Fu figlio terzogenito di Amedeo, originario di Sardagna e maresciallo maggiore della gendarmeria locale, e di Maria Morandini, di Predazzo. Il fratello maggiore di dodici anni era Alcide De Gasperi, il secondo era Mario, seminarista, morto nel 1906, e una sorella.[1]

Nato in Trentino quando ancora faceva parte dell'Impero austro-ungarico, da studente universitario a Vienna, fu inviato sul fronte orientale come gli altri italiani sudditi austriaci e combatté in Galizia nella prima guerra mondiale con il Terzo Reggimento dei Kaiserjäger, i “cacciatori imperiali” austro-ungarici.[2][3].

Insieme al geografo Luigi Visintin e al glottologo Carlo Battisti fu per un certo periodo prigioniero a Kirsanov.[4]

Il 25 febbraio 1919 fu eletto vicepresidente del SAIT (Sindacato Agricolo e Industriale Trentino), un consorzio delle cooperative di consumo trentine creato nel 1899 da Emanuele Lanzerotti, e vi rimase fino al 6 novembre 1926, quando le squadre fasciste ne distrussero la sede. Nel 1940 gli fu offerto un lavoro alla Bizerba e si trasferì a Milano con la famiglia.

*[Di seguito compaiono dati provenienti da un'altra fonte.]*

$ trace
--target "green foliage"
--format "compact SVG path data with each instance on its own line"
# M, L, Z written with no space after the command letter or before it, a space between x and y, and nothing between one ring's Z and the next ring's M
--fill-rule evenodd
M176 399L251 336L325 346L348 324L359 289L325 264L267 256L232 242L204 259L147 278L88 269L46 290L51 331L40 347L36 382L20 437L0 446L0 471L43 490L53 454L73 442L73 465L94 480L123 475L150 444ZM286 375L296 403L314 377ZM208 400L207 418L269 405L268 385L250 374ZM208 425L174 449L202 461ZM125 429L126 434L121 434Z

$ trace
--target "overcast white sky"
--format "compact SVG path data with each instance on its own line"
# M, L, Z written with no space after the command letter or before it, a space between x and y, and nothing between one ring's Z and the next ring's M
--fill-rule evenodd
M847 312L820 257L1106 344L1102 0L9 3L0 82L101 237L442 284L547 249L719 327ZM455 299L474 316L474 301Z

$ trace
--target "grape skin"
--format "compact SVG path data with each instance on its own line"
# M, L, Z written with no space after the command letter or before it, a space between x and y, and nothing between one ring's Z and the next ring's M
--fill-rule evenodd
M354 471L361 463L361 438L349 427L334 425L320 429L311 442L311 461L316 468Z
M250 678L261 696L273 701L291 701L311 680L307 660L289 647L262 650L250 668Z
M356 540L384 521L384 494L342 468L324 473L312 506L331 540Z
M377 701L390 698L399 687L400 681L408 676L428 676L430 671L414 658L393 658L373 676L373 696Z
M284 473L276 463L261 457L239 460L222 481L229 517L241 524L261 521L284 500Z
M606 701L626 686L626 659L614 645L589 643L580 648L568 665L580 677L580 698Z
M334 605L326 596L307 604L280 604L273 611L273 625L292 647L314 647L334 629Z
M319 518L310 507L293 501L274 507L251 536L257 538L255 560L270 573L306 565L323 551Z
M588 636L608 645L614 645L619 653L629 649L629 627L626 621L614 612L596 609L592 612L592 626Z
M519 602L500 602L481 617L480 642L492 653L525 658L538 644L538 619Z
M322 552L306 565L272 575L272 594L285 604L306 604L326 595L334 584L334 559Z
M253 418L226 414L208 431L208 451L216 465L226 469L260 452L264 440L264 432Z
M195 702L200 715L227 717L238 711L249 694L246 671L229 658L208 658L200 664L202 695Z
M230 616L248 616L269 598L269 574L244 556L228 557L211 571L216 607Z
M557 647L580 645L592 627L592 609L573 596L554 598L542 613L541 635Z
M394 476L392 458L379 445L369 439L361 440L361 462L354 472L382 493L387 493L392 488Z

Nel 1943 iniziò la sua attività clandestina; rimase a Milano con la famiglia sotto falsi nomi e fu da sfollato a Borgomanero, ospite a Villa Bonola di Achille Marazza. [5]Fu fra i fondatori della Democrazia Cristiana novarese [6] e fece parte del CLNAI (Comitato Liberazione Nazionale Alta Italia) di cui fu uno dei responsabili nei giorni della Liberazione. Il 26 aprile 1945 fu uno dei firmatari del proclama della Liberazione insieme a Achille Marazza, Ferruccio Parri, Leo Valiani, Luigi Longo, Emilio Sereni, Giustino Arpesani, Filippo Jacini, Rodolfo Morandi e Sandro Pertini.

Nel 1945 fu eletto presidente dell'EICA, un consorzio di cooperative bianche con sede a Milano. Dal 1950 al 1963 fu presidente: della società Finanziaria Trentina; della Banca di Trento e Bolzano e delle Società Mobiliare e Immobiliare Agraria Trentina.

Dal 1944 al 1966 fu azionista, amministratore delegato e presidente della Editoriale San Marco, editrice de il Gazzettino [7].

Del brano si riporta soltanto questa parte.